Heredar una vivienda suele percibirse como un trámite relativamente sencillo: aceptar la herencia, firmar la documentación y decidir qué hacer con el inmueble. No obstante, según advierte el asesor fiscal José Manuel Orta, algunas decisiones tomadas durante este proceso pueden acabar generando problemas con Hacienda años después. "Muchas familias piensan que el verdadero problema es el impuesto de sucesiones, pero en muchas ocasiones los problemas aparecen más tarde, cuando la vivienda se vende", explica.

La decisión que puede marcar la diferencia

Según señala Orta, uno de los errores más habituales se produce al asignar un valor a la vivienda heredada. "La lógica que sigue mucha gente es sencilla: si doy un valor más alto a la vivienda cuando la heredo, cuando la venda tendré una ganancia patrimonial menor y pagaré menos impuestos o incluso una pérdida patrimonial y me ahorro el pago en IRPF", explica. Esta "táctica exitosa" sale muchas veces incluso de notarías que aconsejan a los herederos que hagan esto tan sencillo. No obstante, advierte que esta estrategia puede convertirse en un problema si este valor no está correctamente justificado.

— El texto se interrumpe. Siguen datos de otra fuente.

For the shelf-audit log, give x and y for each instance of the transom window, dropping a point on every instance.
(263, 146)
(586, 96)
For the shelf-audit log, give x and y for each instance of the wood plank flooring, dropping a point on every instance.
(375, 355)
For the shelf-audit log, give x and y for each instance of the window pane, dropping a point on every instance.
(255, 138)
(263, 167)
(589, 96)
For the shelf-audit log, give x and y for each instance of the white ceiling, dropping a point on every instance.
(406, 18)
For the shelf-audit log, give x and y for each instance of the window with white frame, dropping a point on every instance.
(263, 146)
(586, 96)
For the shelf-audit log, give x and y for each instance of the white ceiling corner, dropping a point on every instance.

¿Cuándo llega el problema?

Lo más llamativo es que, en muchos casos, la operación parece perfectamente cerrada durante años. La familia acepta la herencia vende la vivienda, presenta su declaración de la renta y continúa con normalidad. "Es precisamente por eso por qué mucha gente se confía. El problema no suele aparecer al heredar ni al vender, sino tiempo después, cuando Hacienda revisa la operación de la venta del inmueble", señala.

Según Orta, cuando Hacienda detecta discrepancias entre el valor declarado y otros criterios de valoración, puede solicitar documentación que justifique el importe utilizado. "Si no existen informes, tasaciones o elementos objetivos que permitan defender ese valor, la situación se puede complicar bastante", explica. En estos casos pueden llegar liquidaciones complementarias, intereses de demora e incluso sanciones.

Por ello, el asesor fiscal insiste en la importancia de analizar cada caso de forma individual antes de tomar decisiones que puedan tener consecuencias futuras. "No todas las herencias son iguales. Lo que parece una buena idea para ahorrar impuestos puede acabar generando un problema mucho mayor si no está correctamente planteado", concluye.

Orta recomienda estudiar con detalle cualquier herencia que incluya bienes inmuebles, especialmente cuando existe la intención de venderlos a corto plazo. Las herencias son una de las operaciones patrimoniales más importantes que realiza una persona a lo largo de su vida. Vale la pena dedicar tiempo a hacerlas bien, concluye.